U.S. healthcare programs increasingly support integrated acute and postacute care. In 2010, the Hospital Readmission Reduction Program, as part of the Affordable Care Act, authorized the Centers for Medicare and Medicaid Services (CMS) to hold hospitals accountable for postdischarge patient care.36, 37 Under the Hospital Value‐Based Purchasing Program, CMS penalizes low‐performing hospitals for care that occurs up to 30 days postdischarge38 by reducing their Medicare reimbursements.39 New proposals for the Home Health Value‐Based Purchasing Model and Quality Reporting Program will likewise impact CMS reimbursement based on 30‐day readmission and other quality measures,40 thus highlighting the importance of implementing similar nutrition QIPs to inform 30‐day readmission reductions for home health patients.

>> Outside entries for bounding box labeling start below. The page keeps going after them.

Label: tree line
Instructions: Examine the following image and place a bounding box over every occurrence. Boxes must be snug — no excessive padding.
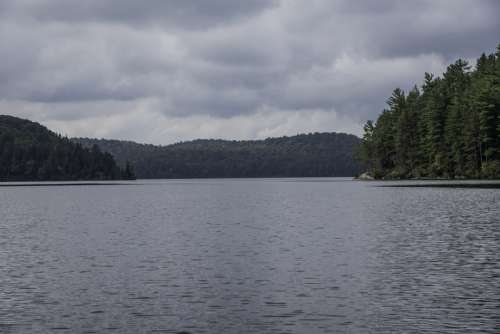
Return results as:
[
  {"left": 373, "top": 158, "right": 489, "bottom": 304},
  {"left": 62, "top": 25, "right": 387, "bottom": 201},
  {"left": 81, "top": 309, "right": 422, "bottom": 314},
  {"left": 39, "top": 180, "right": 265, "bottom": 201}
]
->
[
  {"left": 0, "top": 115, "right": 135, "bottom": 181},
  {"left": 73, "top": 133, "right": 361, "bottom": 178},
  {"left": 357, "top": 45, "right": 500, "bottom": 178}
]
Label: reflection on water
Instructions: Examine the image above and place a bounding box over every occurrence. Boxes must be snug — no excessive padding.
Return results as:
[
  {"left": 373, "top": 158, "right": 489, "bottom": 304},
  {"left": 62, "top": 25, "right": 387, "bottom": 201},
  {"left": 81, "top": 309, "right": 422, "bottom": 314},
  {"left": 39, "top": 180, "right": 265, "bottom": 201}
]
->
[{"left": 0, "top": 179, "right": 500, "bottom": 333}]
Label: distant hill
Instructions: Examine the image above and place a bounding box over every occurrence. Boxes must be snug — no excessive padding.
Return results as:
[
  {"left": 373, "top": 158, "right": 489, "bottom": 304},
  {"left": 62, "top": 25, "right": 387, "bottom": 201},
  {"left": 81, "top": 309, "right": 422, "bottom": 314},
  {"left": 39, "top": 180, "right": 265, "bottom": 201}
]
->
[
  {"left": 0, "top": 115, "right": 133, "bottom": 181},
  {"left": 73, "top": 133, "right": 360, "bottom": 178}
]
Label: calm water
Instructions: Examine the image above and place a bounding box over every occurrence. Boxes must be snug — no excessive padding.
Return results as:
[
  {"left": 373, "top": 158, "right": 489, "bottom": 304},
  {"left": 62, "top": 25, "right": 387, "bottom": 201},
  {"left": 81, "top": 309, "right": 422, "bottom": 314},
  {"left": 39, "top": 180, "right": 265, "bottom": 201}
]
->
[{"left": 0, "top": 179, "right": 500, "bottom": 333}]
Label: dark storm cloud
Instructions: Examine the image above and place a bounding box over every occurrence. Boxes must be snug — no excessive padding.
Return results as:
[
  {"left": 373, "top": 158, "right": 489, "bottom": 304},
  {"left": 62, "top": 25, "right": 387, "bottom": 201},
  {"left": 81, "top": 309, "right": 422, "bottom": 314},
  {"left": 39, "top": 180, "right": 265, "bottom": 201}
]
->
[
  {"left": 0, "top": 0, "right": 276, "bottom": 29},
  {"left": 0, "top": 0, "right": 500, "bottom": 141}
]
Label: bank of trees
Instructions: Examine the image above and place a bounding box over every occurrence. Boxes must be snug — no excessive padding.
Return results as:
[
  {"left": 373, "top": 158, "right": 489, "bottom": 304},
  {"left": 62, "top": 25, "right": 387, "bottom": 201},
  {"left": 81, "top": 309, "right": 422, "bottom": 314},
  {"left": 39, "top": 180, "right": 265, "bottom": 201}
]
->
[
  {"left": 73, "top": 133, "right": 361, "bottom": 178},
  {"left": 358, "top": 45, "right": 500, "bottom": 178},
  {"left": 0, "top": 115, "right": 134, "bottom": 181}
]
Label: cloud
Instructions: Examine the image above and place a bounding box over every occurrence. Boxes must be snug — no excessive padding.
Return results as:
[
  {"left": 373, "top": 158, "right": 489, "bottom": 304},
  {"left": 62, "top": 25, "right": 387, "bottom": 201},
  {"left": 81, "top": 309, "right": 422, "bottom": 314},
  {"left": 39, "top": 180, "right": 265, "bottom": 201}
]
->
[{"left": 0, "top": 0, "right": 500, "bottom": 143}]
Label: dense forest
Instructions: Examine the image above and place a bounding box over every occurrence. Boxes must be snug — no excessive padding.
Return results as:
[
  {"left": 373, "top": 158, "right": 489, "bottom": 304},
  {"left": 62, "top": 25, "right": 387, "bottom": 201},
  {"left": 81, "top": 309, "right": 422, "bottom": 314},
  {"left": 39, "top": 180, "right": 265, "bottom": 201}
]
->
[
  {"left": 358, "top": 45, "right": 500, "bottom": 178},
  {"left": 0, "top": 115, "right": 134, "bottom": 181},
  {"left": 73, "top": 133, "right": 361, "bottom": 178}
]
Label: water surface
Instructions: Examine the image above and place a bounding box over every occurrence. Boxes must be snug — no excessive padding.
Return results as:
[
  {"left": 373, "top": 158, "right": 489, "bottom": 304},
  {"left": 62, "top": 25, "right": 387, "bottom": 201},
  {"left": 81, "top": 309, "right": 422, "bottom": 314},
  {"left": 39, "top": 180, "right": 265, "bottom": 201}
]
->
[{"left": 0, "top": 179, "right": 500, "bottom": 333}]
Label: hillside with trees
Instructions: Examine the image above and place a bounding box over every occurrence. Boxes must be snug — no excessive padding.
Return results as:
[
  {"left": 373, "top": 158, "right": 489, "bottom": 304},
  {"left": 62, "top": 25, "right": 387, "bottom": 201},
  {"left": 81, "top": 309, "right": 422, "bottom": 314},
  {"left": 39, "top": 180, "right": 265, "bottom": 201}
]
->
[
  {"left": 358, "top": 45, "right": 500, "bottom": 179},
  {"left": 0, "top": 115, "right": 134, "bottom": 181},
  {"left": 73, "top": 133, "right": 361, "bottom": 178}
]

Although 30‐day outcomes are informative, our HHA study used 90‐day hospital readmission as a primary outcome, since HHAs commonly care for people with chronic diseases—eg, COPD, CHF, and diabetes.41 Also, as of 2018, CMS is expected to begin evaluating HHA care quality based on hospitalizations up to 90 days postenrollment.42 Our real‐world study results show that nutrition care can play an important role in promoting health and economic benefits for HHA patients at malnutrition risk and for healthcare systems offering postacute care.

Conclusions

Malnutrition is both a cause and consequence of poor health in adults; identification and treatment of malnutrition can help avert disease complications or relapses and can boost recovery. Given its ease of implementation and relatively low cost, nutrition is an appealing strategy for HHAs and other postacute care institutions. This study shows that at‐home use of ONS, as part of nutrition‐focused care, can reduce 30‐day, 60‐day, and 90‐day hospitalization rates and healthcare resource utilization, thus yielding improved health outcomes and significant cost savings.